When Ebony Page-Phillips was applying to medical schools, she was looking for a place close to her hometown of St. Louis, a place with a curriculum that emphasized small group learning and a place that matched its graduates in top residencies. The University of Missouri fit the bill.
But before she decided, Page-Phillips, who is African American, wanted to make sure she would feel valued and supported as an underrepresented-in-medicine minority student. That’s when she began talking to Robin Clay, the School of Medicine’s manager of diversity and inclusion initiatives.
“A lot of places had a tab for diversity on their website, but they weren’t doing much work and they didn’t have many programs in place to support students who were coming from underrepresented backgrounds,” Page-Phillips said. “Mizzou was actively pursuing these initiatives, was getting input from the student body on ways to improve and they had Robin.”
Flash forward five years, and Page-Phillips, MD ’21, is quite busy as an MU Health Care emergency medicine resident physician and a new mom, but she still finds time to stop by Clay’s office just to chat. Over the last decade, Clay has helped MU greatly improve its percentage of underrepresented minority medical students, but the story behind the statistics is the personal relationships Clay builds and maintains with students.
“His job is recruitment, but he’s also a master of retention of students, particularly students of color, making sure they feel comfortable and supported here,” Page-Phillips said.
Clay, a native of Pasadena, California, came to Missouri in 2003 to attend Lincoln University in Jefferson City. After graduating and spending three years working in student affairs at Lincoln, he made the short trip up Highway 63 to join the admissions office at the MU School of Medicine as a recruiter in 2011. His mission was to increase the numbers of students from racial and ethnic populations that are underrepresented in medicine compared to the general population.
“We want to create the best learning environment for all of the students here,” Clay said. “There are many articles out there that speak to how having diversity improves learning outcomes for everyone — not just students of color — just because of constantly getting opportunities to expand your thinking.
“The end goal is to make our med school representative of what the patient population will be so we have enough physicians to serve these underrepresented populations. What we know is patients who are treated by physicians who look like them are more likely to comply with treatment plans and are more likely to come and see the doctor. We also need young children of color to see themselves as physicians at an early age so they may access resources early in life, yielding more physicians of color in the workforce.”
Clay said his first step toward that goal was to recruit in his own backyard by becoming the advisor for MU’s Minority Association for Prehealth Students (MAPS). He started holding the group’s meetings in Acuff Auditorium so those undergraduate students could see themselves in the School of Medicine and meet faculty, staff and students. Then he expanded his scope and started developing relationships with undergraduates and premed advisors at historically Black colleges and universities that were sending a lot of students to medical schools — particularly Xavier University in New Orleans and Morehouse and Spelman colleges in Atlanta — and at predominantly Hispanic schools in Florida.

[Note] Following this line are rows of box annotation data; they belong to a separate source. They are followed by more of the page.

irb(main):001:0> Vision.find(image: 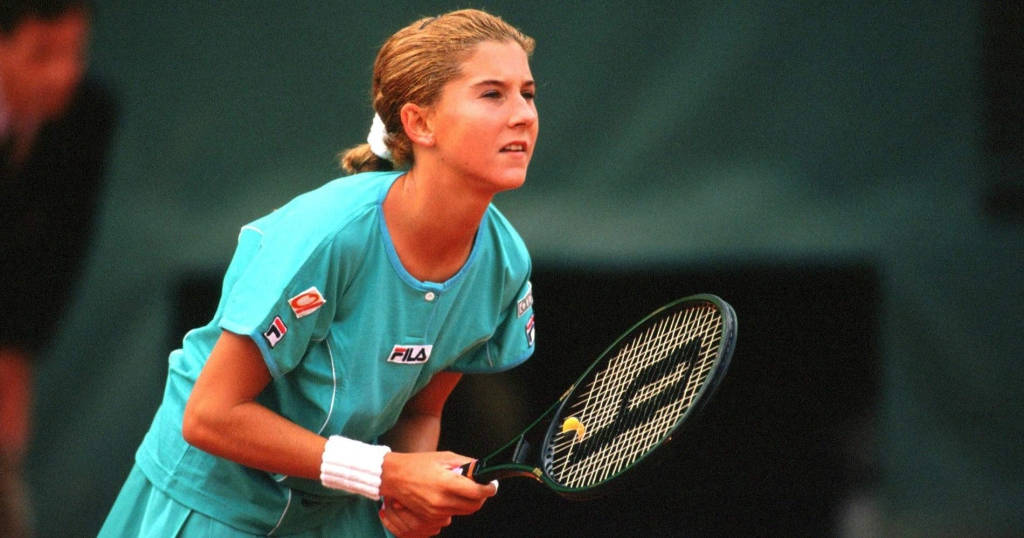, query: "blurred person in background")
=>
[0,0,115,537]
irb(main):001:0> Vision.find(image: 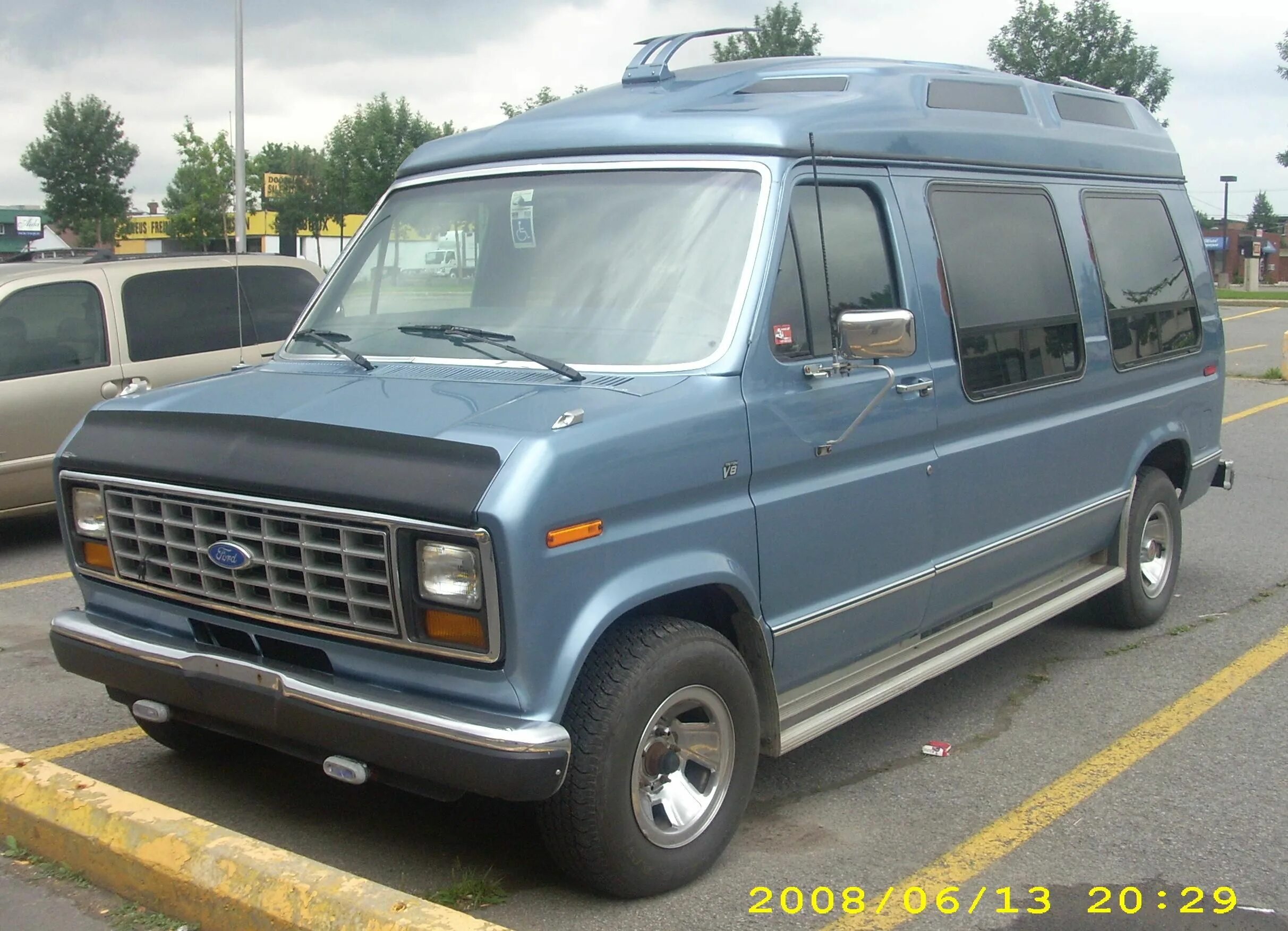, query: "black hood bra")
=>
[57,409,501,527]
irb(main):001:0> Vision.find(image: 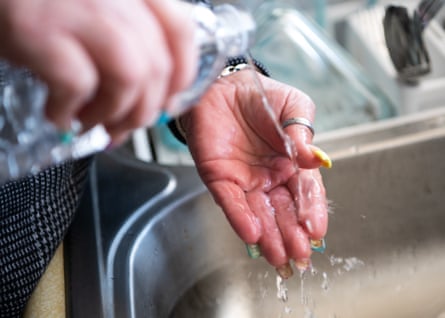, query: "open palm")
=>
[181,71,327,267]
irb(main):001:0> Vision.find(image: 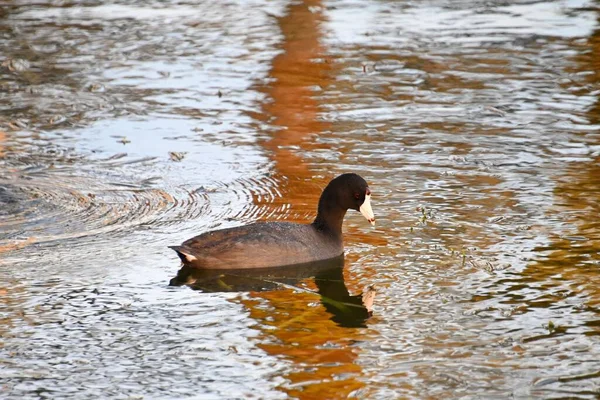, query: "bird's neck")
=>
[313,189,347,238]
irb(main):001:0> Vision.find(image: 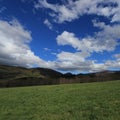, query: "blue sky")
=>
[0,0,120,73]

While Clay was making personal connections, the School of Medicine was expanding its premed outreach programs to engage with underrepresented minority and socioeconomically disadvantaged students. Mizzou MedPrep, which began in 2011 as a workshop to help students navigate the medical school application process, has quadrupled in size and scope. Pathways to Success (PAWS), which is patterned after the Rural Scholars Program, now guarantees a spot in the School of Medicine to students who complete the program and meet the requirements, which are the same as the Rural Scholars Program standards.
Clay said those efforts and several other initiatives helped MU reach critical mass in 2017, when underrepresented minorities made up more than 10% of the incoming class.
“At that point, we had enough students here so people wouldn’t feel completely alone and isolated as a person of color,” he said. “We could get more feedback from them. We could look at outcomes that showed their success.”
That class, which included Page-Phillips, was important not just for its numbers but also the passion of its students. They became Clay’s best advocates, getting on the phone with applicants and letting them know the school’s commitment to diversity and inclusion was real.
“Six to 10 folks in my class tried to help Robin figure out what are things we can do to keep this momentum up,” Page-Phillips said. “He was super important in recruiting a lot of folks in our class, particularly people who were coming from the coasts and previously had not really known much about Mizzou. Once he got the ball rolling, he got us to help him. That helped turn the corner for the next classes.”
The percentage of underrepresented minority students in M1 classes continued to grow, reaching a record high of 20% in 2021. The racial makeup of the student body of the medical school now reflects the state of Missouri, where many of the students will ultimately practice. But it is the quality of the people who make up those numbers and the relationships he builds with those people that bring Clay the most satisfaction.
“He’s authentic, and he truly cares,” said Andrea Simmons, who works closely with Clay as the director of Mizzou MedPrep. “He doesn’t recruit just for numbers. He recruits because he sees something in a student that will make a true difference in our school.”